A high ranking Israeli general has come under fire following remarks where he suggested a comparison between Nazi Germany and present day Israel.
His comments made during during a Holocaust Remembrance speech have fueled heated discussion among politicians and on social media.
However, the deputy head of the Israeli military has been forced to backtrack after comparing some attitudes in present-day Israel to “nauseating trends” in 1930s Germany. The IDF deputy chief says he did not intend to compare Israel to Nazi Germany in his speech
“It’s scary to see horrifying developments that took place in Europe begin to unfold here,” Israel Defense Forces Major General Yair Golan said, addressing an audience at Tel Yitzhak in central Israel.
On Wednesday, Israel along with Jewish communities around the globe marked Holocaust Remembrance Day.
The general added that “the Holocaust should bring us to ponder our public lives and, furthermore, it must lead anyone who is capable of taking public responsibility to do so.”
“Because if there is one thing that is scary in remembering the Holocaust, it is noticing horrific processes which developed in Europe – particularly in Germany – 70, 80, and 90 years ago, and finding remnants of that here among us in the year 2016.”
intelligent guy !!
— NUDNIK1954 (@NUDNIK1954) May 5, 2016
Golan called “to uproot the first signs of intolerance, violence, and self-destruction that arise on the path to moral degradation.”
“There is nothing easier and simpler than fear-mongering and threatening.

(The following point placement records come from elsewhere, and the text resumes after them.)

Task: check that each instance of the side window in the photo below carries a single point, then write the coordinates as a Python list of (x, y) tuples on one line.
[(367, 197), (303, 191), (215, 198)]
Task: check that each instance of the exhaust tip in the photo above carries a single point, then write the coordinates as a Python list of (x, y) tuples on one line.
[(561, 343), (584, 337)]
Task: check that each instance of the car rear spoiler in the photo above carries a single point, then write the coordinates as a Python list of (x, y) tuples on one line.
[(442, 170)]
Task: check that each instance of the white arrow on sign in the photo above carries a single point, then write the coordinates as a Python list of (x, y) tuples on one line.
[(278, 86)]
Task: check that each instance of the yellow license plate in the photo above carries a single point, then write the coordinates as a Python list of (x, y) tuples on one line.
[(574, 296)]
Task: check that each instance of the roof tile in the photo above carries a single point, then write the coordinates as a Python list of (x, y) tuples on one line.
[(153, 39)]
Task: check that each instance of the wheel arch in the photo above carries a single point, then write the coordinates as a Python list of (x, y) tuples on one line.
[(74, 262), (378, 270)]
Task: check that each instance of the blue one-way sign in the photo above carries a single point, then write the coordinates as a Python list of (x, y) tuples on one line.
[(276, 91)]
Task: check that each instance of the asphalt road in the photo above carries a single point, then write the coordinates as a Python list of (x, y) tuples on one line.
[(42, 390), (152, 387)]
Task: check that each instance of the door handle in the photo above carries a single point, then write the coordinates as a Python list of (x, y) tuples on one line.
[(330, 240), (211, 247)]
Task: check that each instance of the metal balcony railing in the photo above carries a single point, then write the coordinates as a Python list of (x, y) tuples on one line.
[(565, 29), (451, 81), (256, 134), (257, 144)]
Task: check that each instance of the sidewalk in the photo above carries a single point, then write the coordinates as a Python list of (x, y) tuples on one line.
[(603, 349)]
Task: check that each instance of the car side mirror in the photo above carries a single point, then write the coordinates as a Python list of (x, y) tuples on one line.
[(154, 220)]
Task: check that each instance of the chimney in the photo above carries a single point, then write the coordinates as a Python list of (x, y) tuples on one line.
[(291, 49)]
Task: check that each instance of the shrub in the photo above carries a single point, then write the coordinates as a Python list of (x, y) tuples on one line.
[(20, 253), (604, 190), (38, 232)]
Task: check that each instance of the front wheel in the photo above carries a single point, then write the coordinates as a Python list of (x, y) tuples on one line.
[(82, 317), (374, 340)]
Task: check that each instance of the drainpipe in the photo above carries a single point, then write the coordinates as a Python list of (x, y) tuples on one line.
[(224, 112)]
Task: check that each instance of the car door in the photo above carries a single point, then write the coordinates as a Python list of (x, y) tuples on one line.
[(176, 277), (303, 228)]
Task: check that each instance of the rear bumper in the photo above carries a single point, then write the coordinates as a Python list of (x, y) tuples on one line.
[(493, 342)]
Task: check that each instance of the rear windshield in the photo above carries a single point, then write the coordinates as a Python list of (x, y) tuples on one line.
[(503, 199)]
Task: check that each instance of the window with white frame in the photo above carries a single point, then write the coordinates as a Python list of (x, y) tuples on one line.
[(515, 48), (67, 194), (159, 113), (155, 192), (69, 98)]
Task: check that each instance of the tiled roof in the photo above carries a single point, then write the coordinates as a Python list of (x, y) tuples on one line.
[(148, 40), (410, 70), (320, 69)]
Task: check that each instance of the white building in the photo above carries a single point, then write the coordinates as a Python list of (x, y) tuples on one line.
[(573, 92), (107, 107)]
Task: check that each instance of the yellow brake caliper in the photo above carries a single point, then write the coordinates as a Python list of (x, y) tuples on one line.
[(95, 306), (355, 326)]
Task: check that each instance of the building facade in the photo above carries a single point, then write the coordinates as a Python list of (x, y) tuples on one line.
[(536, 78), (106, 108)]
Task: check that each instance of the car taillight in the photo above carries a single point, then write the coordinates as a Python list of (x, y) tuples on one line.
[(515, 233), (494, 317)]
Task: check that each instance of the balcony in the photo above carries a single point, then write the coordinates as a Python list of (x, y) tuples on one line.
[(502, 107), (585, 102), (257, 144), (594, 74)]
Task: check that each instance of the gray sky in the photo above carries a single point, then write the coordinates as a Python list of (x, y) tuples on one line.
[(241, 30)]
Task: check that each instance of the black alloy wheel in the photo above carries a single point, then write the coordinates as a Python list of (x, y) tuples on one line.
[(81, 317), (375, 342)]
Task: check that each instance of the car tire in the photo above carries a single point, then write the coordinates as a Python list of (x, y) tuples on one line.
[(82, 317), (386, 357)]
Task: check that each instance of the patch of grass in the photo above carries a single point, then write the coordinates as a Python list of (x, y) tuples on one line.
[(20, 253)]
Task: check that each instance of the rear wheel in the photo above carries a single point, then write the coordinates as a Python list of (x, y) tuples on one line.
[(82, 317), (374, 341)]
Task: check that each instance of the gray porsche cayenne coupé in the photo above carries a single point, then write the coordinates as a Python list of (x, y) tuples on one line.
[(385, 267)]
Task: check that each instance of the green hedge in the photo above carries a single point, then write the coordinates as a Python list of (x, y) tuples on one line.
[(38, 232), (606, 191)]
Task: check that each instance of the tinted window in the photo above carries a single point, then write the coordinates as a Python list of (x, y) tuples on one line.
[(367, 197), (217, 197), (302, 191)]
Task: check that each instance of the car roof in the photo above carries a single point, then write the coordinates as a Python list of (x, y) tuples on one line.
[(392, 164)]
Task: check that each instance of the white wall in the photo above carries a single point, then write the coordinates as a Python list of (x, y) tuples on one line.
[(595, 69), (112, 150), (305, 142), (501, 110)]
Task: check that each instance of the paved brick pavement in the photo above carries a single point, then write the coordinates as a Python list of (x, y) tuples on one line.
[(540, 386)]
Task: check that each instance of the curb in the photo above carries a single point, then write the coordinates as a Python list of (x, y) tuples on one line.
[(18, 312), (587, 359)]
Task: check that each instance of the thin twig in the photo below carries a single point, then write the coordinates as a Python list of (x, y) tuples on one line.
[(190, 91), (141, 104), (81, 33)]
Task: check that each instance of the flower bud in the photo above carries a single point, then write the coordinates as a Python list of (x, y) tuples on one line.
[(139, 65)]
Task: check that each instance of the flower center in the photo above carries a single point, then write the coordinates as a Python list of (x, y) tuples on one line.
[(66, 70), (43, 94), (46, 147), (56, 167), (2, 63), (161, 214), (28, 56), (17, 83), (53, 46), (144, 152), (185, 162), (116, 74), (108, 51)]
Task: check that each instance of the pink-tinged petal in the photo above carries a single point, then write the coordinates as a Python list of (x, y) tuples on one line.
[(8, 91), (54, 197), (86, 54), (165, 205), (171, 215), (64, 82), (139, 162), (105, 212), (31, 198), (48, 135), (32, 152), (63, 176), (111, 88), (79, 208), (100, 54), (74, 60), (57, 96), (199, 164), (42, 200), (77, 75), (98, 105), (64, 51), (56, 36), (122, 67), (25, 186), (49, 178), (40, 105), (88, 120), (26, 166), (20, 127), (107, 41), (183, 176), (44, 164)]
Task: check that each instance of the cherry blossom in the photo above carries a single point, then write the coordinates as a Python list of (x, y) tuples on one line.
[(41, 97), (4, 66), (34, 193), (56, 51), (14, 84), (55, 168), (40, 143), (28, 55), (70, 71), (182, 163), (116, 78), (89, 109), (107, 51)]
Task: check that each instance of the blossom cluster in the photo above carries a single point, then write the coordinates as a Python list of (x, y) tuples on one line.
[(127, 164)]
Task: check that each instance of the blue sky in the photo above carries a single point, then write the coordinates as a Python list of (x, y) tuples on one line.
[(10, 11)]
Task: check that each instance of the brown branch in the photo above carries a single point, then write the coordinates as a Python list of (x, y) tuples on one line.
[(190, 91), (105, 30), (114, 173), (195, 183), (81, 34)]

There is nothing easier and simpler than in behaving like beasts, becoming morally corrupt and sanctimonious.”
The general also commented on the recent case of Elor Azaria, an IDF soldier who was indicted for manslaughter for fatally shooting a Palestinian attacker who had already been wounded and immobilized, in the West Bank in March.
@Jerusalem_Post humanity returned to this Israeli general!
— Ady Fox (@SomePeaceTalks) May 4, 2016
“Improper use of weapons and violating the sanctity of arms have taken place since the IDF’s founding,” he said.
Though Golan didn’t make a direct comparison by name between Israel and Nazi Germany, his remarks sparked huge discussions among Israeli politicians.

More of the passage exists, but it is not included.